Christ’s Intercession
Therefore he is able to save completely those who come to God through him, because he always lives to intercede for them. (Hebrews 7:25)
If you’re at all like me, there are days when you wonder if God really loves you—is really willing to keep putting up with you—given how “prone to wander” you are. And yet here in Hebrews 7:25 we have this precious promise: Jesus is able to save us completely. There is no crevice of our sinful hearts he will not invade with his grace, and no doubt that he will finish the good work he began in us. We cannot out-sin his grace.
But how can we have this confidence? The text tells us: because Christ “always lives to intercede” for his people. Don’t miss how wonderful that word “always” is. The Son of God never stops praying for us, reminding the Father of his life, death, and resurrection, his finished work in our behalf. As Calvin says, Jesus “turns the Father’s eyes to his own righteousness to avert his gaze from our sins. He so reconciles the Father’s heart to us that by his intercession he prepares a way and access for us to the Father’s throne.”

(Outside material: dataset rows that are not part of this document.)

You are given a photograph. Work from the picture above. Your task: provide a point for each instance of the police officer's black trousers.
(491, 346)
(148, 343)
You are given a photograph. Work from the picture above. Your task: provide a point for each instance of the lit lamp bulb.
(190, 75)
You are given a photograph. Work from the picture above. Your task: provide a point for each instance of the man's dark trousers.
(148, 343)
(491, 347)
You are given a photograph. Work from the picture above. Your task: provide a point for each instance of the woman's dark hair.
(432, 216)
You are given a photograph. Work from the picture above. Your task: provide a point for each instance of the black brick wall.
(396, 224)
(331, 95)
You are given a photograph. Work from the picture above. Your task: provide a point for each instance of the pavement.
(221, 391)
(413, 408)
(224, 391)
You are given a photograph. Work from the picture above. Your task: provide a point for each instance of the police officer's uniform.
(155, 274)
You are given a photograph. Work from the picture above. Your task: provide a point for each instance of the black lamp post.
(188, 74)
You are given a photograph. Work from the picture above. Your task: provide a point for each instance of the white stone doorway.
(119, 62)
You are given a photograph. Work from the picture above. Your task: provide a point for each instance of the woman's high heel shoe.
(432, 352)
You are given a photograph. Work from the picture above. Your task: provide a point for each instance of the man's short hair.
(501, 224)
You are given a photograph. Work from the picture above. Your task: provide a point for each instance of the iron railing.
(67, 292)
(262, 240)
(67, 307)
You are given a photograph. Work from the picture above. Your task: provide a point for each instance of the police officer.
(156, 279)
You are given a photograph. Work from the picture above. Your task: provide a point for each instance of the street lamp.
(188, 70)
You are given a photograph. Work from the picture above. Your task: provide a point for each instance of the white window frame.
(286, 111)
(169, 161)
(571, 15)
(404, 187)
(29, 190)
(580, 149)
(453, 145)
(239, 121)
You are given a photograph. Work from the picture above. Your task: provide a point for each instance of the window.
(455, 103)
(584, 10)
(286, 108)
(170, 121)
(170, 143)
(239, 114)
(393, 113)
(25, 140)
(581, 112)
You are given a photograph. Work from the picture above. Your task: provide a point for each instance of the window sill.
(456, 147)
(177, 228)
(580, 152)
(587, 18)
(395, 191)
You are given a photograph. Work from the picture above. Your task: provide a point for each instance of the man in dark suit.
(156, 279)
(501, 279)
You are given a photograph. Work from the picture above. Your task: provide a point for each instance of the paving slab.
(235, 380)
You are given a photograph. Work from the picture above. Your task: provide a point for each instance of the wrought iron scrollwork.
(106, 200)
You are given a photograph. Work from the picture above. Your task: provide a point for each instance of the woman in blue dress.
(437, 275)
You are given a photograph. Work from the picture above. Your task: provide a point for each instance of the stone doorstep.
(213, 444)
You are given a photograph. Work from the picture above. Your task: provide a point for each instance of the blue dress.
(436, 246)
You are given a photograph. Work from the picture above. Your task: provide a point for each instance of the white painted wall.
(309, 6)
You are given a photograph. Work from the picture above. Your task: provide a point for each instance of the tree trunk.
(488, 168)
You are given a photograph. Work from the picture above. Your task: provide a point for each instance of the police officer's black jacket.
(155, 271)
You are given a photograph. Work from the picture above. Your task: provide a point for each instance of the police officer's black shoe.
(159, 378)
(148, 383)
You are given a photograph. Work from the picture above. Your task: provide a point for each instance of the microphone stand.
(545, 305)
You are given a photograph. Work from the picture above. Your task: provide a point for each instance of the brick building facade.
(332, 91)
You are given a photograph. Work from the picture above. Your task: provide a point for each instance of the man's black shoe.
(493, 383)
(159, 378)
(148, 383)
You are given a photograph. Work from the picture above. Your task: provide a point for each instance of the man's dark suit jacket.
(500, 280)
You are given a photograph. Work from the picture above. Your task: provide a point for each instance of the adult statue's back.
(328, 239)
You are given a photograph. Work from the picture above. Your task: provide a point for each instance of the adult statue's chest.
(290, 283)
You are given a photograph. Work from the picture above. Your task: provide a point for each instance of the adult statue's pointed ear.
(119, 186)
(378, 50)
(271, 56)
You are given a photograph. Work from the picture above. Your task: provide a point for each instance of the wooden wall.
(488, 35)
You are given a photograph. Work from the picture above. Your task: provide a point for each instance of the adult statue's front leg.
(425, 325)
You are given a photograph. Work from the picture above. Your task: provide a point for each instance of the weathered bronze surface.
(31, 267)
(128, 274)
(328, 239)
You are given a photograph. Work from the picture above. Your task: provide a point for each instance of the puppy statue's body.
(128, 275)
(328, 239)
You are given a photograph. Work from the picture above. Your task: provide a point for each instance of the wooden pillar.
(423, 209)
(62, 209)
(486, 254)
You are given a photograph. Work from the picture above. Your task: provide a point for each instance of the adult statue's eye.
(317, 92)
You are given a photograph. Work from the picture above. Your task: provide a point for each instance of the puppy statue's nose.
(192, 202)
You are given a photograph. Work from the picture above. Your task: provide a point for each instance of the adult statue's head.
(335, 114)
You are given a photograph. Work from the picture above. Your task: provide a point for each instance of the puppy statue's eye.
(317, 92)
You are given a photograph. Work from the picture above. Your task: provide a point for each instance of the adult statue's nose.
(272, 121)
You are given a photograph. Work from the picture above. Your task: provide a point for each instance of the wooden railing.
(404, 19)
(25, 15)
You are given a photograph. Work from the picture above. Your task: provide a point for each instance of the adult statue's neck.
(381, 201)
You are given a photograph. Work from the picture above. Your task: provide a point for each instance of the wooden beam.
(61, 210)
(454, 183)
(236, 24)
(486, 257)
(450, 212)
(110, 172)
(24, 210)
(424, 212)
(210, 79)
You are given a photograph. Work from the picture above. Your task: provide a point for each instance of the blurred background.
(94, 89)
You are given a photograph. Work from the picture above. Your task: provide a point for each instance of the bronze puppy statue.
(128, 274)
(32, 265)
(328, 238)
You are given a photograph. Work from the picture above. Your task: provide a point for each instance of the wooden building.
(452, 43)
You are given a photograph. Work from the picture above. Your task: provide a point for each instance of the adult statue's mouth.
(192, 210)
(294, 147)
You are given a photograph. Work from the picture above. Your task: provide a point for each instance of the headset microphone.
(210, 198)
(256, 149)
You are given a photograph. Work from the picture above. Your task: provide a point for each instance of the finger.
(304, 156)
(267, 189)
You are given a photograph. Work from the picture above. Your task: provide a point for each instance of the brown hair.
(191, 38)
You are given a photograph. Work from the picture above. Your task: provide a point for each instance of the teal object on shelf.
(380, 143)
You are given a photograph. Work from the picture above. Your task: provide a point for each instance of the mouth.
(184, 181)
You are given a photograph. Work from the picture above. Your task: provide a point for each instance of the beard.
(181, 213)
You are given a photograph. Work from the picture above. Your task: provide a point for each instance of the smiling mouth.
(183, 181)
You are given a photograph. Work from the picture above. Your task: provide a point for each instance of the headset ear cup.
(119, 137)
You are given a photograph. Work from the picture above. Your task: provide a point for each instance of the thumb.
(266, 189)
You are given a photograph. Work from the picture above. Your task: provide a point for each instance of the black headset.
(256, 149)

I love the gritty realism of this passage: it acknowledges what we all know to be true, that we will continue to flail and fail here on earth, and thus will need his continual intercession—and then promises that intercession. Dane Ortlund comments in Gentle and Lowly: “He does not forgive us through his work on the cross and then hope we make it the rest of the way. Picture a glider, pulled up into the sky by an airplane, soon to be released to float down to earth. We are that glider; Christ is the plane. But he never disengages. He never lets go, wishing us well, hoping we can glide the rest of the way into heaven. He carries us all the way.”
Take this reminder with you today. Right now, at this very moment, Christ is praying for you. You may be facing something—whether trial or temptation or discouragement or weariness—that makes you think you aren’t going to make it. But how different would your outlook be if you heard Christ praying for you in the next room? Well, you may not be able to hear him audibly, but that doesn’t make the wondrous thought any less true!